O voluntariado fez e faz parte da minha vida desde sempre e de diversas formas diferentes. Por termos passado necessidade inúmeras vezes durante a minha infância, chegamos a receber doações de terceiros, o que nos ajudava muito. Roupas, sapatos, brinquedos, livros, material escolar. Tudo usado, mas em bom estado, recebido com muita alegria e tratado com todo cuidado, afinal, depois de usarmos, sabíamos que também deveríamos doar a outras crianças.
Mais tarde, ciente do quão importante é estender a mão ao próximo e vivendo uma realidade financeira totalmente diferente, passei a atuar como voluntária em diversos projetos, doando tempo, expertise profissional e, principalmente, dinheiro. Ao me tornar mais atuante, percebi que grande parte dos doadores não foca nas necessidades das pessoas ou das instituições que pretendem ajudar. O que prevalece é apenas o desejo de aliviarem sua consciência.

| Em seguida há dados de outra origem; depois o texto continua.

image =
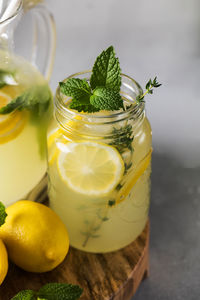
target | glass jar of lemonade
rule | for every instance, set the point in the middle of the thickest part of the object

Passei a testemunhar o que eu nem sequer sabia que existia: a solidariedade inútil. Pessoas entravam em contato constantemente para pedir a retirada de móveis com cupim, todo tipo de objeto quebrado e eletrodomésticos tão danificados e antigos que afastavam qualquer possibilidade de conserto.
As doações de empresas não são muito diferentes. Presenciei vários casos, mas um dos que mais me chamou a atenção foi o de uma indústria que ofereceu a doação de cem calçados. Ao recebermos a doação, nos deparamos com cem pés direitos e nenhum pé esquerdo. Ao solicitarmos a troca de 50 pés direitos por 50 esquerdos – e assim poder formar os pares – fomos informados de que a remessa estava correta, pois os pés esquerdos saíram com defeito e foram descartados, sobrando apenas os pés direitos para a doação.
Assim como as pessoas querem apenas livrar suas casas do lixo acumulado, algumas empresas também querem facilitar seus descartes sem ter de gastar nenhum real para isso e sem ter de executar qualquer trabalho. E, de quebra, ainda desfrutarem da sensação de terem feito o bem.
Infelizmente isso não ocorre somente aqui no Brasil. Hoje mesmo, soube de uma sobrevivente do terremoto na Turquia que boa parte das doações não estão ajudando, pois tratam-se de muitas roupas de verão – para pessoas que perderam tudo em pleno inverno chuvoso – e um grande número de sapatos de salto alto, principalmente de festa, que geralmente ficam encostados no fundo de algum armário.
O que precisamos entender é que ajudar verdadeiramente pessoas ou instituições é oferecer o que elas precisam e não o que queremos, nem muito menos coisas das quais queremos nos livrar. É preciso ter mais sensibilidade, mais empatia e mais bom-senso se realmente queremos estender a mão a alguém, além de compreendermos definitivamente que o voluntariado não existe para benefício de quem doa, mas sim, de quem recebe.